Capstone: From Concept to Performance Diagnosis
This capstone covers the full arc of the course: from the structure of a transformer block, through attention variants and expert routing, to performance profiling and correctness validation.
There are six questions below. Each tests a different core competency. You need to pass all of them.
A dense transformer block has a specific internal structure. You should be able to name every phase in order and explain what each one does. The pattern is: two sub-blocks (attention and FFN), each wrapped in normalization and a residual connection.
A Mixture-of-Experts layer replaces the dense FFN with a router and multiple expert FFNs. You should be able to explain how the router scores experts, how top-k selection works, and how the selected expert outputs are combined.
Transformers have no inherent notion of position. You should be able to explain how positional information enters the attention computation — whether through absolute embeddings, relative encodings, or rotary position embeddings (RoPE) — and why it matters for the model to know token order.
Inference has two distinct phases with different computational characteristics. You should be able to explain what happens during prefill versus decode, why they have different bottlenecks, and how batch size (number of tokens processed at once) determines whether the system is compute-bound or memory-bound.

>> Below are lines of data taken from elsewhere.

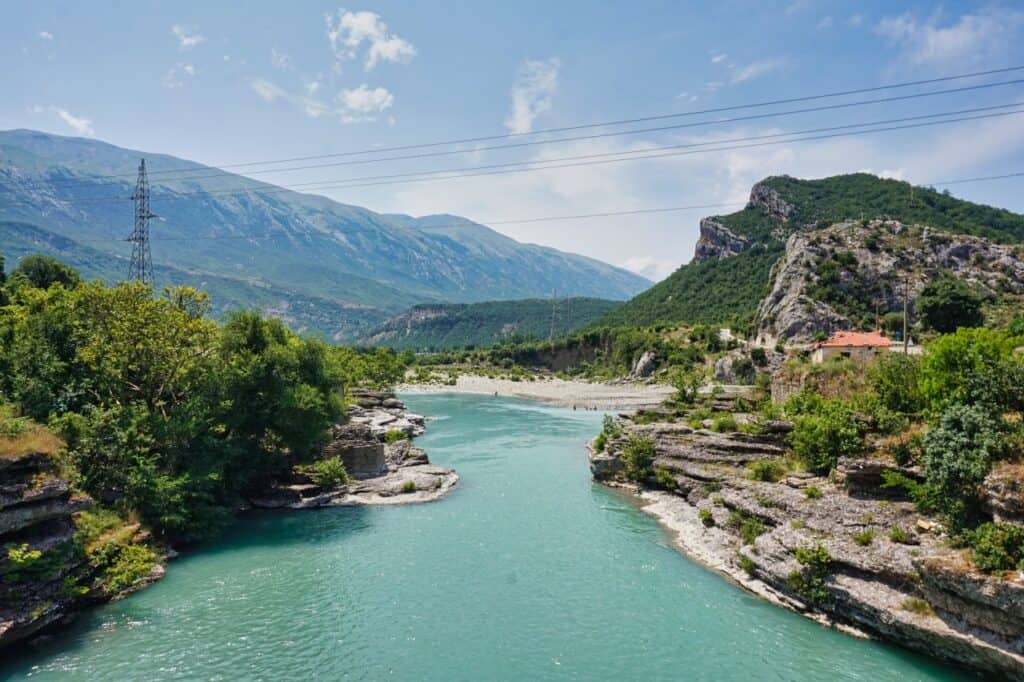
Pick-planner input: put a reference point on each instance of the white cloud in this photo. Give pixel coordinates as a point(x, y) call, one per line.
point(280, 59)
point(363, 101)
point(81, 125)
point(535, 87)
point(360, 104)
point(756, 69)
point(187, 39)
point(656, 244)
point(348, 32)
point(970, 37)
point(175, 76)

Given a profile showing operator-level time distribution, you should be able to identify the bottleneck class and propose a plausible diagnosis. The key is to read the distribution, not just the hottest function.
Speed without correctness is a bug, not an optimization. You should be able to explain why correctness validation is required after any optimization and how to detect a regression.

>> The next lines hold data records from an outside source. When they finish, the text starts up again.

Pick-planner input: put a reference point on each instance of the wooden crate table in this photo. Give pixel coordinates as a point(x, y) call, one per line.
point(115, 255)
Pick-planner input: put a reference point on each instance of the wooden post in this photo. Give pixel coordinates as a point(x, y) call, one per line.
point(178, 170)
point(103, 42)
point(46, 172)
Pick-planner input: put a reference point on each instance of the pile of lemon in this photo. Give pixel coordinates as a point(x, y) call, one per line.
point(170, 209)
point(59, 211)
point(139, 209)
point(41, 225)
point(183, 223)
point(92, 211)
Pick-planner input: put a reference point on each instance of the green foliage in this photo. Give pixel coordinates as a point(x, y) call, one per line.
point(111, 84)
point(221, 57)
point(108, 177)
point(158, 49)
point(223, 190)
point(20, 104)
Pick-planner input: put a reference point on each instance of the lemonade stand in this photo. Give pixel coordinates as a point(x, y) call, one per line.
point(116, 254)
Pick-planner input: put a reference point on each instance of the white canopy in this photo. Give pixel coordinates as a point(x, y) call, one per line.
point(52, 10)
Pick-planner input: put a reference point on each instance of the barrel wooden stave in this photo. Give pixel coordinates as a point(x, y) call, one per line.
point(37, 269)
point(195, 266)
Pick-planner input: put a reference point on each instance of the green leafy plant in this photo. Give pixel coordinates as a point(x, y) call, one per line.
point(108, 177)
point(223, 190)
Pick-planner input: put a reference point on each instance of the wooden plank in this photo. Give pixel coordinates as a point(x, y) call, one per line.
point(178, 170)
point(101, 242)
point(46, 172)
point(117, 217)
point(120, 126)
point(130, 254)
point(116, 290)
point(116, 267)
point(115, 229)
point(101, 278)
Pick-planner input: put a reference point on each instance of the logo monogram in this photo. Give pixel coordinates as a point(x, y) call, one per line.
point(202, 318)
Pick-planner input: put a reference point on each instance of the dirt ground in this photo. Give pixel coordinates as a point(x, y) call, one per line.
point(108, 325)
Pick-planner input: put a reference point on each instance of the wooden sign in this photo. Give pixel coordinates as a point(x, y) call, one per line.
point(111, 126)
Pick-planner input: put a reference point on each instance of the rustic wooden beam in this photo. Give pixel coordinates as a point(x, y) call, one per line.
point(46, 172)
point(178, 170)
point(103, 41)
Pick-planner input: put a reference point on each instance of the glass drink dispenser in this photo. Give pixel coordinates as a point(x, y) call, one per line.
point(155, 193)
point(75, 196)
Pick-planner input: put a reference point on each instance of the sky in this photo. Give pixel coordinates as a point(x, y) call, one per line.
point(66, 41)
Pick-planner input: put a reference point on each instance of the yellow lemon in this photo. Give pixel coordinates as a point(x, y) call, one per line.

What are the six phases of a dense transformer block, in order?
In a MoE layer with 8 experts and top-2 routing, how is the final output for a token produced?
Why does attention need positional information, and how does RoPE provide it?
Why is prefill compute-bound but decode memory-bound, even though the same model is used?
A decode profile shows: GEMV 55%, KV cache reads 20%, softmax 3%, overhead 22%. What is the most likely bottleneck?
Why is perplexity checking required after a kernel optimization, even if the code compiles and runs without errors?